やがて、一軒の飲食店で寛いでいる小太りの男を見つけると、ズカズカと近寄ると襟首を掴んで引き寄せた。
「おい、よくも騙してくれたな!!」
紫紺の軍服に白いスカーフ。この間の客が国境騎馬隊の一員だと分かると、男は一瞬狼狽えたがすぐに平常心を取り戻した。
「な、なんのことでしょう?」
「とぼけるな!! あの宝石、偽物らしいじゃないか!!」
隊員が声を荒げると、客達がにわかにざわつき始めた。「騙す」「騙さない」のやりとりに、この場に居合わせた湾岸警備隊が遠巻きに様子を窺っている。
「まさか!! あれは本物です」
男の薄ら笑いが、首を締め上げられて真っ青になっていった。
「嘘をつけ。こっちには本物を見分けられるやつがいるんだよ」
隊員と男の視線が一斉にノルンに向く。カランと音を立ててテーブルに転がる宝石に、ノルンが頷くと
「坊や、嘘はいかんな」
「嘘じゃない。ぼくは本当の海光石を見たことがあるし、見分け方も知っている」
「面白い。だったら、証明してもらおう」
男はやけに落ち着き払っていたが、ノルンが太陽に翳す仕草に顔が引きつった。世間一般に広まっていない方法を、まさかこんな田舎町で知っている者がいる予想外の展開に大いに焦る。
「くそっ!!」と、吐き捨てて逃げ出す男を、ハールが捕まえて投げ飛ばした。テーブルがひっくり返り、客達が悲鳴を上げる。
「逃がすな!!」
荒い素行で有名な連中だ。男一人捕まえるのも大がかりとなってしまい、飲食店は逃げ惑う客と仲裁する湾岸警備隊でごった返した。
あれから小一時間、ようやく騒ぎが納まると宝石売りは自警団に連れていかれた。

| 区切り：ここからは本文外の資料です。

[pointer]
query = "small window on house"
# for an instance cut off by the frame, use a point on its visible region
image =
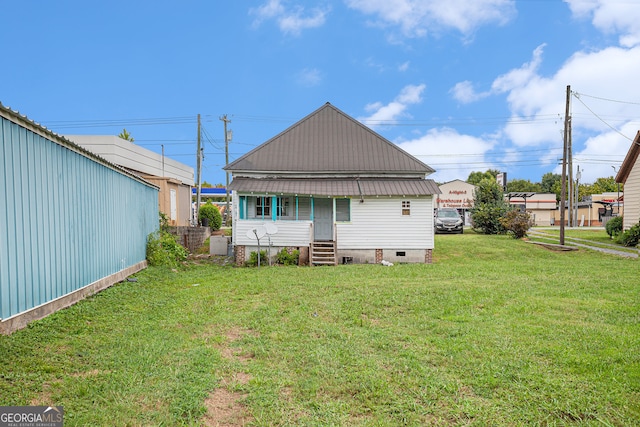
(343, 210)
(263, 207)
(406, 207)
(284, 207)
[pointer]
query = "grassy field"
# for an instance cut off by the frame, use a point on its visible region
(495, 332)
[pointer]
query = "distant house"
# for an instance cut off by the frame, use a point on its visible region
(174, 179)
(541, 206)
(337, 191)
(71, 222)
(629, 175)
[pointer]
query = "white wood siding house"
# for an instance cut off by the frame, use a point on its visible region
(629, 175)
(331, 186)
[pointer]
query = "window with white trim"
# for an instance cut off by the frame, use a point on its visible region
(406, 207)
(343, 210)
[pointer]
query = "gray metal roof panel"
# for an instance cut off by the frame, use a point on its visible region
(337, 187)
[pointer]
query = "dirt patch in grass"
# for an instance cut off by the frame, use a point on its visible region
(224, 406)
(225, 409)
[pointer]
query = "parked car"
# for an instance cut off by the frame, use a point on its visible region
(448, 220)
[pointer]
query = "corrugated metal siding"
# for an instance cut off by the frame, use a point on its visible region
(290, 233)
(366, 231)
(66, 220)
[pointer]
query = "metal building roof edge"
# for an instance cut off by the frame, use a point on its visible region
(27, 123)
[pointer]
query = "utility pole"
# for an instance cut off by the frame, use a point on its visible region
(577, 192)
(563, 192)
(198, 173)
(570, 190)
(226, 162)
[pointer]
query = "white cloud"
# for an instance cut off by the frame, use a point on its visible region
(309, 77)
(452, 155)
(291, 20)
(384, 114)
(598, 79)
(611, 17)
(465, 93)
(417, 17)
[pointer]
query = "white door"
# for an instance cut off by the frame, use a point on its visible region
(323, 219)
(174, 205)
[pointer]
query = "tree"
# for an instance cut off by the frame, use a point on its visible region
(548, 182)
(488, 207)
(125, 135)
(475, 177)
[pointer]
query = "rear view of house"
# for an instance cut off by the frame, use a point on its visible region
(71, 223)
(333, 187)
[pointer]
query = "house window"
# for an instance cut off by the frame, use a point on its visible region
(343, 210)
(283, 209)
(263, 207)
(406, 207)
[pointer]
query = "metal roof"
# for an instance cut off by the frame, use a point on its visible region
(337, 187)
(329, 141)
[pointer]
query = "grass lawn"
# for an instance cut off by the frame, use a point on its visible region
(495, 332)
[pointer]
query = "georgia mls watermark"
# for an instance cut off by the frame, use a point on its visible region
(31, 416)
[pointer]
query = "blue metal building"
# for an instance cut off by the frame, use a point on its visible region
(71, 224)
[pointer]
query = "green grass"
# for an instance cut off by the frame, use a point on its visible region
(597, 237)
(495, 332)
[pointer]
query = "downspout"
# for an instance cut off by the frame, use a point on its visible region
(360, 190)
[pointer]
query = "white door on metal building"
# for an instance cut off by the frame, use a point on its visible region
(174, 205)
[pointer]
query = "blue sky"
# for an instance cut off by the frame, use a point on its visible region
(462, 85)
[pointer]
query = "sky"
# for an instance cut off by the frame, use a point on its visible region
(462, 85)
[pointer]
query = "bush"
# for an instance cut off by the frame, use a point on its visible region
(614, 226)
(486, 218)
(489, 207)
(516, 223)
(631, 237)
(163, 249)
(253, 259)
(286, 258)
(212, 214)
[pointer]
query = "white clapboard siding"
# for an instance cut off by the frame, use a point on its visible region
(378, 223)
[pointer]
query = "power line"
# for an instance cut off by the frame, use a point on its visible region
(606, 99)
(577, 96)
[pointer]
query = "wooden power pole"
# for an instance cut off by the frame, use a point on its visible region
(563, 191)
(226, 162)
(198, 173)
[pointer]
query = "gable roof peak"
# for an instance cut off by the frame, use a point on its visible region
(330, 141)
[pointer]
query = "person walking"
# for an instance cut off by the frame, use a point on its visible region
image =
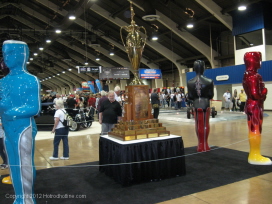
(155, 102)
(227, 97)
(3, 153)
(61, 133)
(242, 98)
(110, 113)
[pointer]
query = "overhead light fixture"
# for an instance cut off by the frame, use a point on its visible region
(72, 16)
(154, 35)
(58, 30)
(242, 5)
(97, 58)
(190, 23)
(111, 52)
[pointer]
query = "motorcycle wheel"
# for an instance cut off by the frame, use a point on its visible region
(75, 126)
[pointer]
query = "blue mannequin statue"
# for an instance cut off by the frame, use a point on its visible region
(19, 102)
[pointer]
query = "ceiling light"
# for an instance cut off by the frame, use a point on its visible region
(154, 36)
(190, 23)
(72, 17)
(111, 52)
(242, 5)
(58, 31)
(242, 8)
(97, 58)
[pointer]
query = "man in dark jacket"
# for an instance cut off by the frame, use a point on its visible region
(110, 113)
(155, 100)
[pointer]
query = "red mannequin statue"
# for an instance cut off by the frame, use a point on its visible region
(200, 91)
(256, 95)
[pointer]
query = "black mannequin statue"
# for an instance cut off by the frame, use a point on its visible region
(200, 91)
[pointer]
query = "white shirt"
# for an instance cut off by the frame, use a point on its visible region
(178, 97)
(55, 100)
(60, 114)
(116, 97)
(2, 133)
(227, 96)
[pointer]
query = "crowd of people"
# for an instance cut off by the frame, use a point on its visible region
(108, 107)
(235, 101)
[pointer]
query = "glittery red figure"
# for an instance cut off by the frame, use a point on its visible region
(256, 95)
(200, 91)
(202, 127)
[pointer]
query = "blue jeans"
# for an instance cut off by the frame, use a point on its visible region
(106, 127)
(61, 134)
(3, 151)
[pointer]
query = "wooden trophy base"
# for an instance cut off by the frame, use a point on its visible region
(137, 121)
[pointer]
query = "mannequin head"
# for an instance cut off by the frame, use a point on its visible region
(15, 54)
(199, 67)
(253, 60)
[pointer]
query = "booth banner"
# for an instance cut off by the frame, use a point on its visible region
(85, 86)
(91, 85)
(98, 84)
(110, 73)
(150, 74)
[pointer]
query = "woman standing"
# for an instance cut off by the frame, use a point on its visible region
(61, 133)
(2, 148)
(155, 101)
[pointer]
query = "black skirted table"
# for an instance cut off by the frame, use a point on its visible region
(119, 153)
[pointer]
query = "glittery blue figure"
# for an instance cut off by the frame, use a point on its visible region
(19, 102)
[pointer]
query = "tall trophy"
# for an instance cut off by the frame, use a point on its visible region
(137, 121)
(134, 46)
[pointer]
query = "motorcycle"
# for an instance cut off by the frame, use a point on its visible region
(82, 117)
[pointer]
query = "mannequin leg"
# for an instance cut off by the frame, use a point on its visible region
(202, 128)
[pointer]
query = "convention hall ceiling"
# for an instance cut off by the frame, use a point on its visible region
(96, 30)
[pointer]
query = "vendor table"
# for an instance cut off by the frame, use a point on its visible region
(128, 159)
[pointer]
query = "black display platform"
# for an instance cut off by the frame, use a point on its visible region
(113, 151)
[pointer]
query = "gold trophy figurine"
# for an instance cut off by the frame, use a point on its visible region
(134, 46)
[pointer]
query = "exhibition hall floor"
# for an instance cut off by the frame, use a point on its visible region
(228, 130)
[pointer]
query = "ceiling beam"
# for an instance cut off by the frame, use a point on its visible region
(186, 36)
(215, 10)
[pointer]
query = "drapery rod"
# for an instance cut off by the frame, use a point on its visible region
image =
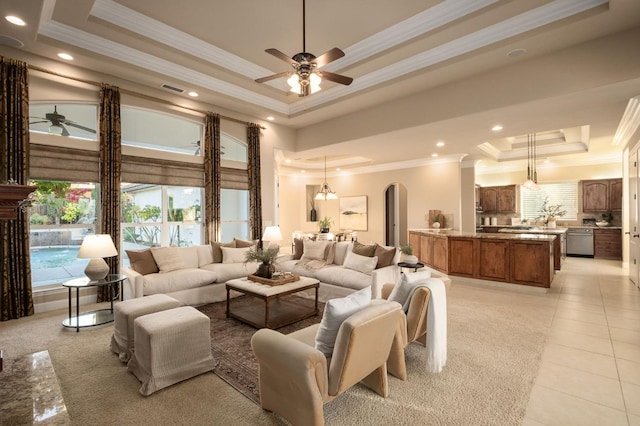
(140, 95)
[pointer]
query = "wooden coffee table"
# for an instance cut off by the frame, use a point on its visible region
(276, 312)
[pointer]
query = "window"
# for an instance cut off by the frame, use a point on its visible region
(156, 130)
(234, 214)
(158, 215)
(62, 213)
(562, 194)
(78, 121)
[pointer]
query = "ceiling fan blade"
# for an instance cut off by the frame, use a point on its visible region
(77, 126)
(273, 77)
(327, 57)
(337, 78)
(65, 132)
(280, 55)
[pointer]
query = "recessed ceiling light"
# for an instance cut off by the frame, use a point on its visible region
(15, 20)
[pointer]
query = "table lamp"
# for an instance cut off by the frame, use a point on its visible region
(96, 247)
(272, 234)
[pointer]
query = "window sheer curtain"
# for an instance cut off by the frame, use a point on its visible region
(212, 177)
(255, 187)
(110, 169)
(15, 268)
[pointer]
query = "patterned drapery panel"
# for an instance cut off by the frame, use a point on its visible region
(110, 169)
(255, 187)
(212, 177)
(15, 267)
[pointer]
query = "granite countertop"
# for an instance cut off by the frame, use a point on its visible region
(523, 235)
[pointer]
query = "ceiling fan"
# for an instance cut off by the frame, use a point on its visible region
(305, 77)
(58, 122)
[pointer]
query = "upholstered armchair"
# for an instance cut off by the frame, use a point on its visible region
(296, 379)
(416, 329)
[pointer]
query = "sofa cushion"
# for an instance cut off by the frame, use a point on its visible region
(234, 255)
(167, 258)
(341, 249)
(183, 279)
(216, 252)
(189, 256)
(335, 312)
(364, 250)
(385, 255)
(142, 261)
(205, 254)
(359, 263)
(298, 248)
(339, 276)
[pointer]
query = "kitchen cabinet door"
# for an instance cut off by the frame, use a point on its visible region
(615, 195)
(490, 199)
(595, 195)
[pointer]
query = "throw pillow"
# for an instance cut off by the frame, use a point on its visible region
(359, 263)
(314, 250)
(234, 255)
(385, 256)
(244, 243)
(298, 248)
(403, 289)
(364, 250)
(217, 253)
(335, 312)
(142, 261)
(167, 258)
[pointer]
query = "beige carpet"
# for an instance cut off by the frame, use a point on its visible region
(495, 342)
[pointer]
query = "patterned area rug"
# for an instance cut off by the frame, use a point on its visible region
(231, 343)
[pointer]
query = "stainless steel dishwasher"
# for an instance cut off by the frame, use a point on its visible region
(580, 242)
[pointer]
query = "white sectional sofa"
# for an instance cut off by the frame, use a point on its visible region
(193, 275)
(341, 273)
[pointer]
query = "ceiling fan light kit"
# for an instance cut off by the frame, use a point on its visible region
(306, 77)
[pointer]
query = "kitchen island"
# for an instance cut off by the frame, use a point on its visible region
(526, 259)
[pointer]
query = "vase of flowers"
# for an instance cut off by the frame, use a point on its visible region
(266, 257)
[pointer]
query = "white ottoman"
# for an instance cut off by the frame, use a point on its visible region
(170, 346)
(124, 313)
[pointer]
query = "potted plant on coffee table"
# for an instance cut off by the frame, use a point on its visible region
(325, 224)
(266, 257)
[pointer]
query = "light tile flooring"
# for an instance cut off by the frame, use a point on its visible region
(590, 368)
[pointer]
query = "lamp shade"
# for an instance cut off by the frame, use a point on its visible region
(99, 245)
(272, 233)
(95, 247)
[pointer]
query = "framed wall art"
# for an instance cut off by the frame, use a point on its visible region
(353, 213)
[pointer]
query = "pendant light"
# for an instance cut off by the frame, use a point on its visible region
(532, 173)
(325, 192)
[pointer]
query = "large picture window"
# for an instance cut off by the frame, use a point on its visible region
(61, 215)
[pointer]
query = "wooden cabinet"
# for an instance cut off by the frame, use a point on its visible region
(602, 195)
(607, 243)
(500, 199)
(494, 260)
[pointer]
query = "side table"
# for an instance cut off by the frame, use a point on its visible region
(414, 266)
(92, 318)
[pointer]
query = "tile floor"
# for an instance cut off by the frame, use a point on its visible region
(590, 369)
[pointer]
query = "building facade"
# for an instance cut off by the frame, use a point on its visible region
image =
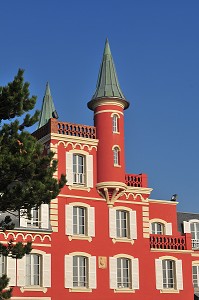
(103, 236)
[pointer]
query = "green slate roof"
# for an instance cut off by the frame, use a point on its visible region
(108, 84)
(48, 109)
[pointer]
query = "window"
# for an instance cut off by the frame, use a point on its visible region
(79, 169)
(80, 271)
(40, 217)
(157, 228)
(122, 224)
(80, 220)
(2, 265)
(195, 274)
(33, 269)
(116, 156)
(35, 218)
(169, 274)
(168, 268)
(115, 123)
(124, 273)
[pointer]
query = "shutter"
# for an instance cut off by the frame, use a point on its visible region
(168, 228)
(68, 272)
(135, 274)
(46, 272)
(21, 271)
(133, 225)
(91, 221)
(92, 282)
(11, 270)
(44, 216)
(187, 228)
(23, 218)
(159, 274)
(89, 170)
(69, 168)
(112, 222)
(69, 219)
(113, 272)
(179, 278)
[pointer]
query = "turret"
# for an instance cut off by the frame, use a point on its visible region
(108, 104)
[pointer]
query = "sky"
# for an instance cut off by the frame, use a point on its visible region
(155, 47)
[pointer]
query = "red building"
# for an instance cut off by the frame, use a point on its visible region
(103, 237)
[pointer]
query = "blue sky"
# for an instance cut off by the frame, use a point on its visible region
(155, 46)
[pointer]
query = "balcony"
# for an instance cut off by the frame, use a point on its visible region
(55, 126)
(195, 244)
(166, 242)
(136, 180)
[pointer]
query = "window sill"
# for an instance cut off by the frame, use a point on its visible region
(123, 240)
(80, 290)
(33, 288)
(124, 291)
(80, 237)
(169, 291)
(79, 187)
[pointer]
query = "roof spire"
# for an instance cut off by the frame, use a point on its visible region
(48, 109)
(108, 84)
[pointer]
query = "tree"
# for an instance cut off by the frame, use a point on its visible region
(26, 175)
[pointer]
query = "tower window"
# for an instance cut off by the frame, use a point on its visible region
(116, 156)
(115, 123)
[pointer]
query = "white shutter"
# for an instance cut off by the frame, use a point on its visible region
(69, 168)
(159, 274)
(92, 280)
(179, 277)
(135, 274)
(44, 216)
(113, 272)
(133, 225)
(187, 228)
(112, 222)
(21, 271)
(89, 170)
(11, 270)
(69, 219)
(168, 228)
(23, 218)
(46, 274)
(68, 271)
(91, 221)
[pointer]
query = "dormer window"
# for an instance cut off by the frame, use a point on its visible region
(116, 156)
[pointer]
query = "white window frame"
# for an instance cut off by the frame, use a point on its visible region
(89, 221)
(90, 281)
(162, 279)
(30, 269)
(115, 121)
(133, 273)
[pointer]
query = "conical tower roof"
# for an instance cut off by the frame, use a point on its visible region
(48, 109)
(107, 84)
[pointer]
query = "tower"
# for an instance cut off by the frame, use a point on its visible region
(108, 104)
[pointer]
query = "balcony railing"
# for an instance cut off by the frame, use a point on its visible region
(54, 126)
(165, 242)
(136, 180)
(195, 244)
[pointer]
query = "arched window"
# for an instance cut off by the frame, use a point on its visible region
(157, 228)
(115, 123)
(116, 156)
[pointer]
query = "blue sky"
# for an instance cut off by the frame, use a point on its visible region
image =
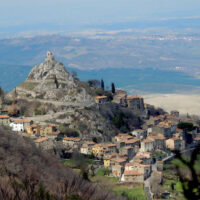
(17, 15)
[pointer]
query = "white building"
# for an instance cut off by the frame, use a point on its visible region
(139, 133)
(20, 125)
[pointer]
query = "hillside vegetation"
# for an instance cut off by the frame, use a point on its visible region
(27, 173)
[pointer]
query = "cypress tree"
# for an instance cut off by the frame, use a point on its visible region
(113, 88)
(102, 84)
(56, 82)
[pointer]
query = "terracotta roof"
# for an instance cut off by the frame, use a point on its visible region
(21, 121)
(133, 173)
(34, 126)
(133, 97)
(106, 150)
(54, 133)
(128, 147)
(121, 94)
(51, 125)
(147, 141)
(129, 164)
(42, 139)
(119, 160)
(132, 141)
(101, 97)
(4, 117)
(145, 165)
(156, 136)
(110, 145)
(72, 139)
(178, 130)
(90, 143)
(175, 111)
(139, 130)
(174, 138)
(143, 155)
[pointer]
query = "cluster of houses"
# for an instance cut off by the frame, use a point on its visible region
(42, 134)
(129, 156)
(136, 103)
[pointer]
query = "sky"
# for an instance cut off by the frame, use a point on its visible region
(24, 15)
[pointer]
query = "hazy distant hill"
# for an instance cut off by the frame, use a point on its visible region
(130, 56)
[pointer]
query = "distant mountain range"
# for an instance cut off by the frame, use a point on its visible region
(152, 64)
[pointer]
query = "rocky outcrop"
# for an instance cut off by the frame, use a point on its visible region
(51, 81)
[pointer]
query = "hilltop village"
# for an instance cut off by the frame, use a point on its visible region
(133, 156)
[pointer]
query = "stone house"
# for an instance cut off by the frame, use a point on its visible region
(33, 129)
(175, 113)
(156, 120)
(106, 162)
(136, 172)
(173, 143)
(139, 133)
(117, 170)
(72, 142)
(86, 148)
(97, 150)
(20, 125)
(132, 142)
(147, 145)
(127, 150)
(196, 140)
(44, 143)
(53, 135)
(111, 147)
(159, 140)
(120, 98)
(173, 119)
(4, 120)
(159, 165)
(136, 103)
(118, 161)
(133, 177)
(144, 157)
(165, 129)
(122, 136)
(101, 99)
(50, 128)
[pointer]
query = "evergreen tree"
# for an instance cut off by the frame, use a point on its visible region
(56, 82)
(113, 88)
(102, 84)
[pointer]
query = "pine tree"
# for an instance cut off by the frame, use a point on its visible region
(102, 84)
(113, 88)
(56, 82)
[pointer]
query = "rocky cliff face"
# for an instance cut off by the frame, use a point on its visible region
(51, 81)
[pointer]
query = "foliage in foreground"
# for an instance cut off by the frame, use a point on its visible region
(26, 173)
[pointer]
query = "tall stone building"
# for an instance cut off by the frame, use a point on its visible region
(136, 103)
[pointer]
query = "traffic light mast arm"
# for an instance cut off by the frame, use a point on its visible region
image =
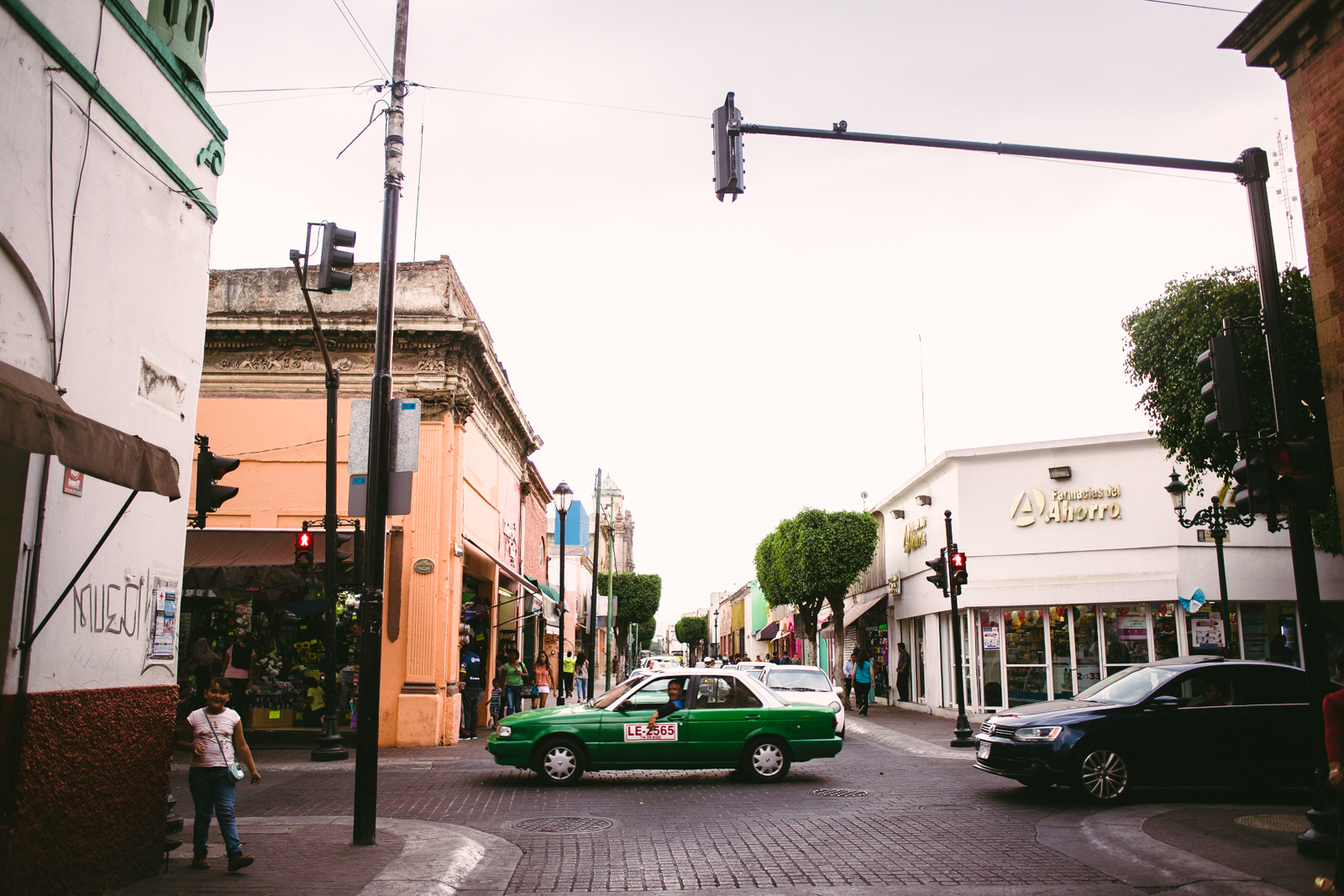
(839, 132)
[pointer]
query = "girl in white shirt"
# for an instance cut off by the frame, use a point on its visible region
(214, 736)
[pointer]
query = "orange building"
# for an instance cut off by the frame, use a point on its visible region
(456, 562)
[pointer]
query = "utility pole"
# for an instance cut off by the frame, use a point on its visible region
(380, 437)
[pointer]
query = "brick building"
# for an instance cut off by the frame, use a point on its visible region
(1304, 43)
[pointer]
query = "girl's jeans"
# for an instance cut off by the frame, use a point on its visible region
(213, 792)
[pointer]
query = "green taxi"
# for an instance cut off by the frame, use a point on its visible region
(675, 719)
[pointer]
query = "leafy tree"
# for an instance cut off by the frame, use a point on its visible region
(812, 560)
(1166, 336)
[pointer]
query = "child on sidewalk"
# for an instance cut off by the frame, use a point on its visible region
(214, 735)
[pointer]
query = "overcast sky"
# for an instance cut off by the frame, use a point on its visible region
(732, 363)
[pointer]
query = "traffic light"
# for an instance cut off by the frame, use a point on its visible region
(210, 469)
(729, 170)
(1254, 490)
(958, 563)
(304, 548)
(1305, 473)
(333, 262)
(1226, 391)
(940, 571)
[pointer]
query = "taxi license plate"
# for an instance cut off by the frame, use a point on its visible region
(660, 731)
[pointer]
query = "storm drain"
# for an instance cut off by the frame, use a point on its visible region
(839, 792)
(564, 825)
(1296, 824)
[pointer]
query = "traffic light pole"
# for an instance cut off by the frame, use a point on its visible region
(380, 466)
(961, 735)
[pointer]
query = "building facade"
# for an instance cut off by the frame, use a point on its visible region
(111, 164)
(457, 562)
(1077, 569)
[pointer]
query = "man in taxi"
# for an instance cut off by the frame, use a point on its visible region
(676, 700)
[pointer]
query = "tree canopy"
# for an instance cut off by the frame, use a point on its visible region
(1166, 338)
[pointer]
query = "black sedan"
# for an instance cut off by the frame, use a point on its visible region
(1191, 720)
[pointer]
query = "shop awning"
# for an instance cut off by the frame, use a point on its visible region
(246, 559)
(34, 418)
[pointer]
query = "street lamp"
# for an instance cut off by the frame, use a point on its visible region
(564, 493)
(1216, 519)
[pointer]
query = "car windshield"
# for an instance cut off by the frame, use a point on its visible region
(1131, 685)
(799, 680)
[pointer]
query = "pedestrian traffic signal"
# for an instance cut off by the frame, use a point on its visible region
(1304, 473)
(1254, 490)
(333, 262)
(940, 571)
(1225, 392)
(729, 170)
(304, 548)
(210, 469)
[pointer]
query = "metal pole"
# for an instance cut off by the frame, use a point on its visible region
(559, 654)
(1320, 839)
(329, 747)
(380, 473)
(961, 734)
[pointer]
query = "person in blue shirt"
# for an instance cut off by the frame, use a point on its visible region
(472, 687)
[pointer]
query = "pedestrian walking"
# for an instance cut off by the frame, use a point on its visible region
(581, 676)
(864, 683)
(904, 672)
(214, 736)
(848, 678)
(474, 683)
(1334, 711)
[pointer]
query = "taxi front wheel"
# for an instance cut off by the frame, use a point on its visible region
(559, 763)
(766, 759)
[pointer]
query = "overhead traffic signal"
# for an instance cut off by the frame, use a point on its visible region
(1226, 391)
(940, 571)
(210, 469)
(333, 262)
(1304, 473)
(1254, 490)
(729, 170)
(304, 548)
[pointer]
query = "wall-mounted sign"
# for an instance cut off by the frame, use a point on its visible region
(917, 533)
(1066, 506)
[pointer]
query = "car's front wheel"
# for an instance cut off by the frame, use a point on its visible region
(559, 763)
(766, 759)
(1102, 774)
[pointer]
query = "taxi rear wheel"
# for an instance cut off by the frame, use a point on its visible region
(766, 759)
(559, 763)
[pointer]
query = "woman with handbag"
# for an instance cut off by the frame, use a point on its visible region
(214, 736)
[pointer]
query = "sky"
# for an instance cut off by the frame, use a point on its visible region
(858, 309)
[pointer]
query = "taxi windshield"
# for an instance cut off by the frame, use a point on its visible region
(1131, 685)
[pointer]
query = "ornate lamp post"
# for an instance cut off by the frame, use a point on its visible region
(1216, 519)
(564, 493)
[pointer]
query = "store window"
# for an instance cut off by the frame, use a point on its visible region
(1126, 636)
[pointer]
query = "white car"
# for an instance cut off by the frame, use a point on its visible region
(806, 684)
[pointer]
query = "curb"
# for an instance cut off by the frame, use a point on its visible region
(436, 860)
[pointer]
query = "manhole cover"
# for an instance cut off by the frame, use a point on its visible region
(1296, 824)
(571, 825)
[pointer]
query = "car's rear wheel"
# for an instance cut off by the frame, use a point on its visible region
(1102, 775)
(559, 762)
(766, 759)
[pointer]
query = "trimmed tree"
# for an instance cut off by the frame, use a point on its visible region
(1166, 338)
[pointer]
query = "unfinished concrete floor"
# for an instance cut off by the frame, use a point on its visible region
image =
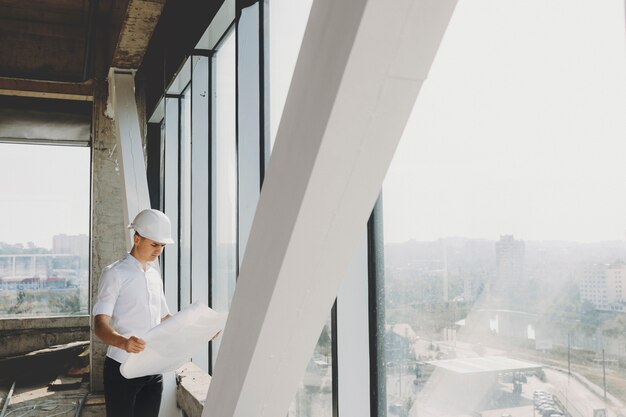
(39, 401)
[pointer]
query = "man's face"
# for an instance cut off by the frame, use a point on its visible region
(147, 250)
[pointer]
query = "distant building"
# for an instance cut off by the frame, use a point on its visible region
(604, 286)
(509, 259)
(71, 245)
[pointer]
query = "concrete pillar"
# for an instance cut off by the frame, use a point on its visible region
(107, 224)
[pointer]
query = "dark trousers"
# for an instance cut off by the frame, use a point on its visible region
(136, 397)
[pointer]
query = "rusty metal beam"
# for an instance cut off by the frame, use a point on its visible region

ノルン達国境騎馬隊はというと、湾岸警備隊に囲まれて犯罪者扱いされていた。
「まったく、お前達はすぐ問題を起こす」
「おいおい、俺達は詐欺師を捕まえたんだ。礼こそ言われ、文句を言われる筋合いはないぜ」
コバルトブルーの隊員に、ハールがむくれて反論する。
「そこのは新入りか?」
「こんな女みたいな面のガキも隊員とは、『国境の狼』もよほど苦労しているとみえるな」
「なんだと!! うちの隊長を馬鹿にするとは許さねえ!!」
矛先が隊長のフォルセティに向けられると、ハール達が憤慨した。今度は両隊員が一触即発の空気となり、飲食店の主が勘弁してくれと頭を抱える。
「やめろ!!」
突然の鋭い怒号に、その場にいた者達が一斉に注目した。
「隊長……」
フォルセティがぐるりと辺りを見渡して、ノルンに目が留まると盛大なため息をつく。
「はあ……。またお前か」
「ぼくは何もしてませんけど」
「お前が来てから騒ぎが堪えん。自覚してるか?」
「……失敬な」
ノルンが口を尖らしたが、フォルセティは無視して湾岸警備隊に向き直った。
「これはこれは、国境騎馬隊長自らお出ましですかな?」
- 呼ばれたから来たんだよ!!
腹立たしさを胸の奥に仕舞い、フォルセティは愛想笑いを浮かべた。